Children are like sponges. They take in our words,our actions, and our habits. The could be a huge problem at times as we adults sometimes do things our children should not. Have you ever been rude back to a rude cashier? Have you ever treated the person cleaning tables at a restaurant badly? Have you ever made a comment that puts down another race in general? Our children see this. If they see it enough, it becomes normal, ordinary behavior. Are we at fault for our children’s rudeness? Often times, yes…
Children have few if any preconceived notions. This is a great opportunity for us as parents and the rest of society. What do you tell you children when they see someone with a handicap, are of a different ethnic background, or have an obviously different religion? Do you tell you children that those people are no different than you and me? How do children make sense of that statement?
Children are not dumb. If you tell a child that a handicap person is the same as you and me, they will think you are nuts.
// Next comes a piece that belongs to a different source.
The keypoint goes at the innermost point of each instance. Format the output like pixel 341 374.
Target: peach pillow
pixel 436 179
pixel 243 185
They will take what you are saying and try to make use of it as best way they can, but a unless you are handicap also (and in the same way), that handicap person is most likely NOT like you and me. But that’s OK.
Without any preconceived ideas, visual differences are obvious. A child can easily see their friend with a different skin color is not just like them. A child can see another friend worships in a way that is strange to him or her. Instead of telling a child that everyone is the same (when they obviously aren’t), maybe we need to be telling them that is it OK to be different.
Being different is OK
Our kids know that it is ok to be different until we teach them otherwise. It is our duty as parents and members of this society to teach our future generations that yes, there are people out in the world that look, talk, and think different than you and no, they are not just like you (no matter what you have been told), and to rejoice is the differences. Different is not bad.
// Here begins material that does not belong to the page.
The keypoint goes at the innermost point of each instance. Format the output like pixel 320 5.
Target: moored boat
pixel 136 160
We teach our children to fit in with their peers. They go to school. Many graduate from college. They will eventually find a job. Do you want them to fit in then? When they are competing for a job, do you want them to be just like all the other job seekers?
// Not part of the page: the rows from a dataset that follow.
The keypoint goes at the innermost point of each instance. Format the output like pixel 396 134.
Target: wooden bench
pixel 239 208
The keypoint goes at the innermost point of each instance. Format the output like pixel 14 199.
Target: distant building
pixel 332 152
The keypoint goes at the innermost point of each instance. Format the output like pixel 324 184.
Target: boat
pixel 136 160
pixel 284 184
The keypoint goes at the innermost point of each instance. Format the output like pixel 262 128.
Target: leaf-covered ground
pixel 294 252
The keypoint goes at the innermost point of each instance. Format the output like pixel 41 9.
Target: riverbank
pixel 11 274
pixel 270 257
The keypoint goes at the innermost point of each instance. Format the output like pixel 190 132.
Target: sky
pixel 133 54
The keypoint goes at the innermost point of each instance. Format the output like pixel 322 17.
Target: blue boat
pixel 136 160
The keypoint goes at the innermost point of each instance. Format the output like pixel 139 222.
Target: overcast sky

I want my children to stand out and be head and shoulders better than the rest. I want my children to be so remarkable that companies all over the country and world are vying for their attention. I want my children to utilize their unique skills and passions to make a difference in the world and create greatness. If they are like everyone else, none of that will happen.
So, is that handicap person just like my child? No, they are not. Does my child know it? Yes, even without me telling them. Do my children know that handicap person is special, important, and valuable? Yes. I hope and pray that my children realize the differences they see do not translate into good and bad, just different. I can guide their progress and reinforce acceptance, but the only way I can be sure they are listening and paying attention is to do those things myself. It is my responsibility to be the role model for my children to show them the proper way to treat others.
Think about your behavior; are you being the role model you should be?